Auf dem 100 m langen und 35 m breiten Grundriss der ehemaligen Maschinenfabrik Oerlikon (MFO) wandeln Besucher durch eine leicht surreale Halle aus Blättern, Zweigen und Blüten. Treppen und Podeste führen hinter der „Fassade“ durch grüne Gewölbe 17 m nach oben, auf gleiche Höhe mit den umliegenden Industriegebäuden und Lagerhallen.
Bereit fürs Risiko
Schon der Wettbewerbsbeitrag der Planergemeinschaft MFO-Park aus Burkhart + Partner Architekten mit damals Raderschall Landschaftsarchitekten begeisterte die Jury 1998 so sehr, dass sie bereit war trotz hoher baulicher Anforderungen, die Risiken einer solch großmaßstäblichen Begrünung einzugehen. Präzedenzobjekte gab es bis dato keine.
Seltenes Langzeitprojekt
Ein Glück, nicht nur für die Stadt Zürich, sondern auch für die mit dem Klimawandel boomende Gebäudebegrünung im urbanen Raum. Der MFO-Park mit seinen anfangs 135 Schling- und Kletterpflanzenarten bietet nach 20 Jahren Reallabor einen reichen Schatz an Daten und Erfahrungen. Welche der 50 Clematis-Arten und Sorten haben sich im Langzeittest bewährt? Wie viel Pflege braucht ein solches Projekt im urbanen Umfeld? Und wie wird der gewünschte Effekt über die Jahre erhalten?
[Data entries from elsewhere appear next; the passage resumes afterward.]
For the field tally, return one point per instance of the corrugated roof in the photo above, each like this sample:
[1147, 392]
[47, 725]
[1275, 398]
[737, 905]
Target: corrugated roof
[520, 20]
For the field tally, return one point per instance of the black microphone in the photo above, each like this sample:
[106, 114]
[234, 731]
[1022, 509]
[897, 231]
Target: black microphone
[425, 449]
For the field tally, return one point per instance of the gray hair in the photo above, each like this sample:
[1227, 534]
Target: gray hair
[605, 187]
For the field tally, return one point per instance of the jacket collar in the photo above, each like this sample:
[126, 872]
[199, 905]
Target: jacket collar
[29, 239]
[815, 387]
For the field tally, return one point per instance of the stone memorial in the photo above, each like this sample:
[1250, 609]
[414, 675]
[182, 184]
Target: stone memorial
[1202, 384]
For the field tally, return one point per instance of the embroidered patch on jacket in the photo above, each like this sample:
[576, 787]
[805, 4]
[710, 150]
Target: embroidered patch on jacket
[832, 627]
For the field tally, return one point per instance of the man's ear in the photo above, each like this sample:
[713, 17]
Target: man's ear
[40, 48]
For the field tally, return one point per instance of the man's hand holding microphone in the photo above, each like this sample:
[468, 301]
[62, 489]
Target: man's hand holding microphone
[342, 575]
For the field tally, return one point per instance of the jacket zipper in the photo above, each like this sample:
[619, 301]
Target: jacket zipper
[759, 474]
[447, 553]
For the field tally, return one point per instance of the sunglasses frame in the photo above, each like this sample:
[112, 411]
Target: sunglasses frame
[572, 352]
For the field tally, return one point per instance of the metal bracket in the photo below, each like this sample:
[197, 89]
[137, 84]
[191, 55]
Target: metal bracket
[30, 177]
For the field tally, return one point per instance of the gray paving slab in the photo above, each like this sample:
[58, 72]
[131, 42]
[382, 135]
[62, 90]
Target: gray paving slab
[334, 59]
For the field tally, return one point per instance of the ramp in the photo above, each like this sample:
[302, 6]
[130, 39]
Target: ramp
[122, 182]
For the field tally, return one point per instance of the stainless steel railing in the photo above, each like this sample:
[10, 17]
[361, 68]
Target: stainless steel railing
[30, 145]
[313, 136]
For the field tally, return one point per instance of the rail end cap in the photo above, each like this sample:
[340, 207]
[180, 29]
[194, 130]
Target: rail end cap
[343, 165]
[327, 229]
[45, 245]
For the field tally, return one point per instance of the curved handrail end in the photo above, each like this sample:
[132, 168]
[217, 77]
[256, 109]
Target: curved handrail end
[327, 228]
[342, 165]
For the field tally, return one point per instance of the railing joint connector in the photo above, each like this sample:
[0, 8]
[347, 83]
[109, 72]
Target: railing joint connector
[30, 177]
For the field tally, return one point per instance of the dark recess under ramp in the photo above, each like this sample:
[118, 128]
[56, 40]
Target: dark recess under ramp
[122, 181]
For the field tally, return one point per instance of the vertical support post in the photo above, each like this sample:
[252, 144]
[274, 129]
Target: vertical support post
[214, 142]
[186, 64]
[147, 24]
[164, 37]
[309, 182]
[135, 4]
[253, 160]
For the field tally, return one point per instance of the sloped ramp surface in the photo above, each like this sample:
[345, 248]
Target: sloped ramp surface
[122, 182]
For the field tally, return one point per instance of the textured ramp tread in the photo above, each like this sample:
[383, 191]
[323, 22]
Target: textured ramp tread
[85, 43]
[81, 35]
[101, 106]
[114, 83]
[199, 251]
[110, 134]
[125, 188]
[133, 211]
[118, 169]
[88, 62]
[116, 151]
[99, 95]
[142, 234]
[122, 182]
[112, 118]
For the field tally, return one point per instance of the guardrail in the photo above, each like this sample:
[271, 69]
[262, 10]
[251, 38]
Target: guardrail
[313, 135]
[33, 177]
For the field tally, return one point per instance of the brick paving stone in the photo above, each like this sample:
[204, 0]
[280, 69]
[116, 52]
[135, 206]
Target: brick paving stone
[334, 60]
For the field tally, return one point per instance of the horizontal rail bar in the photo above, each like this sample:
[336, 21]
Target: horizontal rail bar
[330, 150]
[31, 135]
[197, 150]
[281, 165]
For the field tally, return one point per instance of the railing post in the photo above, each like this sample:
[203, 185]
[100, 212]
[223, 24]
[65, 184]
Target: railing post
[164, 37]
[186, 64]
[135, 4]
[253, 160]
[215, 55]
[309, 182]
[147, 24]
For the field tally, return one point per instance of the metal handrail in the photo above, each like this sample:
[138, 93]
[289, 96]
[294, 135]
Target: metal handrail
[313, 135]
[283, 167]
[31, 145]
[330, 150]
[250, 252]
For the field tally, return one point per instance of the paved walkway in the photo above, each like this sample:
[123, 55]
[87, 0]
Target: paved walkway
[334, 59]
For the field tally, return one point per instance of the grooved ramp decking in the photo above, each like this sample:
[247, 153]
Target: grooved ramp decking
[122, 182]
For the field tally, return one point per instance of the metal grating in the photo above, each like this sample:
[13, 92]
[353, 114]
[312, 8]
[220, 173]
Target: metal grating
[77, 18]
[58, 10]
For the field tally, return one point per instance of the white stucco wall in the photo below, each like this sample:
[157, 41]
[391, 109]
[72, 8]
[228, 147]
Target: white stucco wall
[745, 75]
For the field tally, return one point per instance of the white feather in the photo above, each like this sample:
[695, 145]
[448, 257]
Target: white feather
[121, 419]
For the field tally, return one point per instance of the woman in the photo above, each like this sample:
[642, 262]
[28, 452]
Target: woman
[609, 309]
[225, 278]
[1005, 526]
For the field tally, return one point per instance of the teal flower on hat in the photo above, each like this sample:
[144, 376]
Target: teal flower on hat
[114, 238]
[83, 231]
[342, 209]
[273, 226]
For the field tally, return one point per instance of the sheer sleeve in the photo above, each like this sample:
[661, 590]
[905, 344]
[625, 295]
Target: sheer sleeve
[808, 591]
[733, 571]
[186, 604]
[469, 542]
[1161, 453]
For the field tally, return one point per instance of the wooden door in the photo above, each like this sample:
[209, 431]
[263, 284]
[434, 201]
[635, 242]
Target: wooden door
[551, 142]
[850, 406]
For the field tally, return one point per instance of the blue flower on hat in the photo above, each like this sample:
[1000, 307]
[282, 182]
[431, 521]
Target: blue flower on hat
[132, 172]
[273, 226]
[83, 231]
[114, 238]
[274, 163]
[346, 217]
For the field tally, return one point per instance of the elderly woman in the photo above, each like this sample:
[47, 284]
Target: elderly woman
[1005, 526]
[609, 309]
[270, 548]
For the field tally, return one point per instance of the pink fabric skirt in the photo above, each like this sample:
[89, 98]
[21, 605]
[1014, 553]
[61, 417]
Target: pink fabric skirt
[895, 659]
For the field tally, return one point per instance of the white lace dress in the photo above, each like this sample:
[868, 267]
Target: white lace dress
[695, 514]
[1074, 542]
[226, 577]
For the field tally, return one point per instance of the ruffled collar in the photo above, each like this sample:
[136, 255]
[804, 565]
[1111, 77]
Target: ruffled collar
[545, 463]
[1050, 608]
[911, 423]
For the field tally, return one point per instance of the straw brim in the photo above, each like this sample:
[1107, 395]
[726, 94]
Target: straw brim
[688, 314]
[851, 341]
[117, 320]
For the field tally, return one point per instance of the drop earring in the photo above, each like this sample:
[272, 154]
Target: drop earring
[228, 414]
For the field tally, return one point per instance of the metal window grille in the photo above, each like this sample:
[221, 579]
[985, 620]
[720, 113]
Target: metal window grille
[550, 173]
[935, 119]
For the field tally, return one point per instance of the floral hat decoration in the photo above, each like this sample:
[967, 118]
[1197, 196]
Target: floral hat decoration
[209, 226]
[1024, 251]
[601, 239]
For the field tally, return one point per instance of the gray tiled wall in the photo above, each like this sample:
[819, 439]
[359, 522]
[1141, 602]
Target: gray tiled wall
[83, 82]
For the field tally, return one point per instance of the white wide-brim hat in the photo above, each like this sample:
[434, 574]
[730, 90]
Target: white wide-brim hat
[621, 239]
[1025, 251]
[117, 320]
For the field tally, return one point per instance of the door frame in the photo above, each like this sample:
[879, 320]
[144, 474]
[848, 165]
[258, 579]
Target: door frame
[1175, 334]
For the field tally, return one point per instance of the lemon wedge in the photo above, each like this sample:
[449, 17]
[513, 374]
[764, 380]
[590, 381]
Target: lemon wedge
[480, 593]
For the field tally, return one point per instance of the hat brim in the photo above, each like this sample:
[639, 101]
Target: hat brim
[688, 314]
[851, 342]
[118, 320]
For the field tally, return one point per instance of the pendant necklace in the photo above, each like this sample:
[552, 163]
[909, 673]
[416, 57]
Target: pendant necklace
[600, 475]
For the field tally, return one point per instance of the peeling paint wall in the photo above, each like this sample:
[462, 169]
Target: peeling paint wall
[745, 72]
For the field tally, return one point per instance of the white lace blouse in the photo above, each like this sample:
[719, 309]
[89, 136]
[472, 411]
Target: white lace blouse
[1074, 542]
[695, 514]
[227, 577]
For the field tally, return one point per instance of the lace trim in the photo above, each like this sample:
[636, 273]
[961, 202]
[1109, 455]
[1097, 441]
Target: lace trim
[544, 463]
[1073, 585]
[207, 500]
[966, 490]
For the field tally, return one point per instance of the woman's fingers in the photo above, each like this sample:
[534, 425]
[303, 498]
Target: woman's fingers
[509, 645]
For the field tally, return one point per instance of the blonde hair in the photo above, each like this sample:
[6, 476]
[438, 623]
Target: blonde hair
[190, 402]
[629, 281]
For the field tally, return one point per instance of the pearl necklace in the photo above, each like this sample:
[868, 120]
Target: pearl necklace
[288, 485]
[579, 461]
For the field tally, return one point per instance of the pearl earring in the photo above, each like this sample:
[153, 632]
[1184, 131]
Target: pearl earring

Während andere Leuchtturmprojekte sich stolz mit Bildern von den ersten, üppigen Standjahren präsentieren, überlegen die Schweizer Planer schon, wie es weiter geht. Ein mit den Jahren schadhaft gewordenes Bauteil kann ersetzt werden, eine altersschwache Pflanze ist nicht 1:1 austauschbar. „Im Bereich der troggebundenen Pflanzen nimmt der Zuwachs stetig ab, hier braucht es Lösungen", erklärt der Projektleiter.
Fokus auf obere Stockwerke
Der besondere Fokus liegt denn auch auf der Trogbepflanzung in den oberen Stockwerken. Die mit mineralischem Substrat gefüllten Gefäße sind inzwischen komplett durchwurzelt. Im Gegensatz zu den üppig wachsenden Erdgeschoßpflanzen fallen die auf den Rängen wachsenden Pflanzen durch Vitalitätsverluste und teilweiser Vergreisung auf, trotz regelmäßiger Düngergaben und Pflege. „Eine Idee wäre, mit Kompost oder Terra Preta, also Schwarzerde, natürliche Prozesse in einer künstlichen Umgebung zu etablieren und dadurch die Bodenaktivität zu verbessern.“ Die Überlegungen, wie sich der Park über die nächsten 30 Jahre weiterentwickeln soll, kommen gerade ins Rollen. Das Ergebnis wird mit Sicherheit zu neuen Kriterien in der Nachhaltigkeitsbeurteilung von Gebäudebegrünung führen.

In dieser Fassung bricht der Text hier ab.